Standard Blog

Forgetting you is like a lion

by Francine Witte

pawhappy and swatting
at me like I’m a heatwave
mosquito.  I try to explain
that you and I are over,
and can I please enjoy my tea?
I offer to add you to my
history or my reflection,
showing up as a frown line
of a single gray hair.  But

if forgetting you insists
on being like a lion complete
with jungle crown, years
of sniffing for blood, I might
have to get a weapon.  Not

a gun, per se, or a spear, but
something better.  Legs that can
outran a memory, or eyes
that can stare down a catbeast,

look into its open cave mouth,
and when it rolls out that long
carpet tongue, I can simply
stand there and yawn back.

Jazzman

by Dave Morrison

He felt it on his
eyelids before he
opened them, that
simple, insistent pattern,
a drummer with a broken
stick, a dancer with a
clubfoot, a box of rolling
pins dumped down the
lighthouse stairs.
He hummed it to himself
through the toothbrush
foam, tap-danced it down
the stairs, heard snatches of
it in the subway wheels, tried
to whistle it under his breath,
fingered chords on his pant legs,
chased the melody like a fat man
chasing a butterfly with a heavy
net, almost got it, almost . . .
Found himself at work, the butterfly
gone out an open window, fifty
joyless tasks nipping at his cuffs like
fifty bad little dogs . . . but that night the
idea crawled out of his horn and burst
like fireworks and he was mesmerized and
grateful, and so so happy

Welcome Homesick

by Dave Morrison

Just to see if I can
do it, I want to try to
write a long poem, a
rambling poem, a poem
that goes out the door with
no destination in mind, just
the need for fresh air and a
change of scenery, a poem
that gives in to restlessness and
curiosity, a poem that nods to
its neighbors but doesn’t stop to
chat, a poem comfortable with
the lack of a plan, a poem capable
of buying a bus ticket and blocking
out the worries (Is the front door
locked?  Is the cat fed?  What about
work?  Will people think I’ve
lost it?) and following the muse.
I want to write a poem that doesn’t
care how it looks, a poem that
doesn’t mind being stared at or
ignored, a spontaneous poem that
could sleep on a stranger’s couch,
join a party in an Italian restaurant,
or slip into the back of a quiet church.
I want to write a poem that could take
a job in a diner under a made-up
name and create a new life like one
might draw a house design on the
back of a placemat, a poem that would
discover that it was capable of nobler,
or darker acts than it thought possible.
Or maybe the poem walks downtown,
drinks cup after cup of coffee at the bus
station while reading the list of
destinations and watching the daylight
change through the windows, then
walks home with a bottle of wine in
a paper bag, feeds the cat, and takes out
a pen and paper.

First Date

by Elizabeth Garber

December afternoon, we strode across frozen crust
of cut meadow.  The curve of earth soon swallowed
your old white cape, faded barn, your carefully

built stone walls.  We peered into the forest tangle,
silver birch, alder thicket, bronze oak leaves trembling.
Our eyes were shy, darting, hiding like deer shadows.
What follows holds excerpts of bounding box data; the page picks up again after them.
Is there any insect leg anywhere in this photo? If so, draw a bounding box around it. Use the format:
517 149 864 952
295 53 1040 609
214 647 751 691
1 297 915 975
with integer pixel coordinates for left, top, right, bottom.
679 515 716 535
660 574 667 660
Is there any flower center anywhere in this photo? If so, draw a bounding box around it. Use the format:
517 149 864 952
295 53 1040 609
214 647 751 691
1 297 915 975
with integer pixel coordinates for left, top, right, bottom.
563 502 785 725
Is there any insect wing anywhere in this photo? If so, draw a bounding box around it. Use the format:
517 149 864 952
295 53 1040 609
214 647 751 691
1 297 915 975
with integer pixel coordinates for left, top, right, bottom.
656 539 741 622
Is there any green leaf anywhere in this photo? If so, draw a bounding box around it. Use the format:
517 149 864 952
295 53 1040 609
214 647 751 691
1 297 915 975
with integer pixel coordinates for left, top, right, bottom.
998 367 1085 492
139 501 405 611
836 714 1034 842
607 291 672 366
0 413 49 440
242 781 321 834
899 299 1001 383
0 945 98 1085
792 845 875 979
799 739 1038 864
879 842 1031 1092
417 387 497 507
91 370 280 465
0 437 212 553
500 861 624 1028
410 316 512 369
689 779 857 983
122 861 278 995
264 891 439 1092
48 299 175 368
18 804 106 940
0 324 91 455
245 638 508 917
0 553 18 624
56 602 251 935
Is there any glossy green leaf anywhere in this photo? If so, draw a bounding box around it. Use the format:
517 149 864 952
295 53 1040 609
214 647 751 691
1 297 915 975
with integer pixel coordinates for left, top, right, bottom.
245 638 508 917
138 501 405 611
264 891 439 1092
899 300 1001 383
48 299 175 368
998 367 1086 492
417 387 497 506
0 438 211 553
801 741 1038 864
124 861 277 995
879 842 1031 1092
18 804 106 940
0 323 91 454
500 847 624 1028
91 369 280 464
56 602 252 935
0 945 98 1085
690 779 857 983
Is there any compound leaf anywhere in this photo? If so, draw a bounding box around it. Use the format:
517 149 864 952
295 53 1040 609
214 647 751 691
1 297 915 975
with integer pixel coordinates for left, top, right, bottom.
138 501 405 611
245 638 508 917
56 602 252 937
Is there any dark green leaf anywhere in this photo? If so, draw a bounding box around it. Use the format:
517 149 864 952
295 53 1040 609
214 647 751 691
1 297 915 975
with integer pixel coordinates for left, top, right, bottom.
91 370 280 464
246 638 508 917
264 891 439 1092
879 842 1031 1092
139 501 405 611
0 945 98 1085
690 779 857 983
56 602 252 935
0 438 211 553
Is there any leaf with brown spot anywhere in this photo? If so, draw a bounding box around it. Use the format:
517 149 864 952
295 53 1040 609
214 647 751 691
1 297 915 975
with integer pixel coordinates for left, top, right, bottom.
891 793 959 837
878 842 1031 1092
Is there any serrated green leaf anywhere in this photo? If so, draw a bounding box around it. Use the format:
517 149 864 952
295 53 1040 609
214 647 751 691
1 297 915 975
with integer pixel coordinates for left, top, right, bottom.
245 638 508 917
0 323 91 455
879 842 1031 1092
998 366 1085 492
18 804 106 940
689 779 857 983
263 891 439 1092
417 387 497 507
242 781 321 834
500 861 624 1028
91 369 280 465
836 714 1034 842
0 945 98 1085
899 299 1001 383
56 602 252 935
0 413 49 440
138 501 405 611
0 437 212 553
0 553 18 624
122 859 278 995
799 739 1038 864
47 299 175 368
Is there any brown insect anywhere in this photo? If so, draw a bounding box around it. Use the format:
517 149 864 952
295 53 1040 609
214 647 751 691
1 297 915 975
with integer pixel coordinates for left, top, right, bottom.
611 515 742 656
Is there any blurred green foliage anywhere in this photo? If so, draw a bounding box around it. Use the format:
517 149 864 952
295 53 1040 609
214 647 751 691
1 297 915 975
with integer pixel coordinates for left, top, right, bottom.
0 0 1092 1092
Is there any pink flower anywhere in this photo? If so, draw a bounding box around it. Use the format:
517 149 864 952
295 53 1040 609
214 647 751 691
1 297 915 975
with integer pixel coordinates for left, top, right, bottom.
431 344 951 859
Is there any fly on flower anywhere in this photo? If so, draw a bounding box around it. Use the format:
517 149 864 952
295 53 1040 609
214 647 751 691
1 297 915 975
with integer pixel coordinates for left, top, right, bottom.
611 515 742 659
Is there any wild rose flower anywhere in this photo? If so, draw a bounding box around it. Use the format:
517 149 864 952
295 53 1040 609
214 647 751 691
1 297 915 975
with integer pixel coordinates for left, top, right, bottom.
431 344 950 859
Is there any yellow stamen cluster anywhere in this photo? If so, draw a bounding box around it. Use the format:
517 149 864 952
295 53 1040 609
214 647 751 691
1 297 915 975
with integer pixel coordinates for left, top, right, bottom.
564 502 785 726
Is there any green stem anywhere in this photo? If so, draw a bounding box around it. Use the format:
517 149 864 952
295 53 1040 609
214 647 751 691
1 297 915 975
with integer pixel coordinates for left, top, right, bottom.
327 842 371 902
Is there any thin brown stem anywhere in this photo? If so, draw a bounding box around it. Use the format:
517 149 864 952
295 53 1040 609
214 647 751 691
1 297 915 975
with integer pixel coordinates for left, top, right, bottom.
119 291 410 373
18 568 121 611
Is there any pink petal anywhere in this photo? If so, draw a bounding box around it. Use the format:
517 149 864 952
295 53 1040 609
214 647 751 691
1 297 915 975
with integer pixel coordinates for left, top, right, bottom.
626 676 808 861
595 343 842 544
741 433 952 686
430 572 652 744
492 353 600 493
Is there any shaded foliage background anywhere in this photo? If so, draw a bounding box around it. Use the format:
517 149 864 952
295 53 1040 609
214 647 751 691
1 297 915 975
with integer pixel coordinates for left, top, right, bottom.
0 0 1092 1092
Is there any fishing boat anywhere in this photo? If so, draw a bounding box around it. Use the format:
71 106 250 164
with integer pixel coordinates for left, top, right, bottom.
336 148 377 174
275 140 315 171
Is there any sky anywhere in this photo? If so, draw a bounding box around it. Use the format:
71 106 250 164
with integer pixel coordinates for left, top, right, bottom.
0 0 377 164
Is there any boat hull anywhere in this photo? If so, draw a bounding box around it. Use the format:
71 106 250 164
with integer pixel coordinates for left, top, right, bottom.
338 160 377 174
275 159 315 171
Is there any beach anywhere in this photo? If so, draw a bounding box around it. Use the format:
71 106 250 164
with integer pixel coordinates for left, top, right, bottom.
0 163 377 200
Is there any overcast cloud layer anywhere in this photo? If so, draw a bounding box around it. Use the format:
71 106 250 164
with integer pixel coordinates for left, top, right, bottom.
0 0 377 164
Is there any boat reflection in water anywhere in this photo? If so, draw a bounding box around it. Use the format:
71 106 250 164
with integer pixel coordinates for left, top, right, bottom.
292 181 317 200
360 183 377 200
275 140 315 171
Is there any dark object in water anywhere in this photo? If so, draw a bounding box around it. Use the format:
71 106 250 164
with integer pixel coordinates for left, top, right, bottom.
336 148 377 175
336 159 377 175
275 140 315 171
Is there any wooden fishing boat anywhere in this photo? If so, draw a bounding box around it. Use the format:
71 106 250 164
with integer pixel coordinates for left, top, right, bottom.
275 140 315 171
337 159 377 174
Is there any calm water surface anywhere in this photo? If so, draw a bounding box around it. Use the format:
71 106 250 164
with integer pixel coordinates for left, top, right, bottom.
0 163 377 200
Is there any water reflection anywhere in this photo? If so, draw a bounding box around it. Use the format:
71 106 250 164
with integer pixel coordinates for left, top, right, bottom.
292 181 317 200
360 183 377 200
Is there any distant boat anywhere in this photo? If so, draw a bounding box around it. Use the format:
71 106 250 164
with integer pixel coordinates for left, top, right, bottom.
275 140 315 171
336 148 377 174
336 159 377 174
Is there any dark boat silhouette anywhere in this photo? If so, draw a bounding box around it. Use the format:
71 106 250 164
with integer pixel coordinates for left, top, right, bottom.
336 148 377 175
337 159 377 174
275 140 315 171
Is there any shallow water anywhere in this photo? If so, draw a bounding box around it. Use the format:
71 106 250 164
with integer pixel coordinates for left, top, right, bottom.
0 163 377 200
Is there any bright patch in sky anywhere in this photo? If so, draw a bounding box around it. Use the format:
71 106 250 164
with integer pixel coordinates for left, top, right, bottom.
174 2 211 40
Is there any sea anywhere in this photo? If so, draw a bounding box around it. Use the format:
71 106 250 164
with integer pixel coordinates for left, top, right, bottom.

We knelt to marvel at crystal columns erupted out
of frozen mud.  In the growing quiet, flickering fine
snow etched the ice-streaked earth, catching on

broken paled grasses, highlighting hidden tracings
of a tractor’s path.  We faced a vast sky filling with
fine lace.  Standing separate.  Stilled.  Hushed.  Chill

dusted our faces.  Our breathing, pale shadows, our
vanishing, timeless.  It was only our fingers, unused
to bite of cold, that grasped us back, startled.  Our

eyes met in a smile that was deeper, as if something
had been settled.  We returned toward a lamp, lit over
your kitchen table, streaking fire across whitened grass.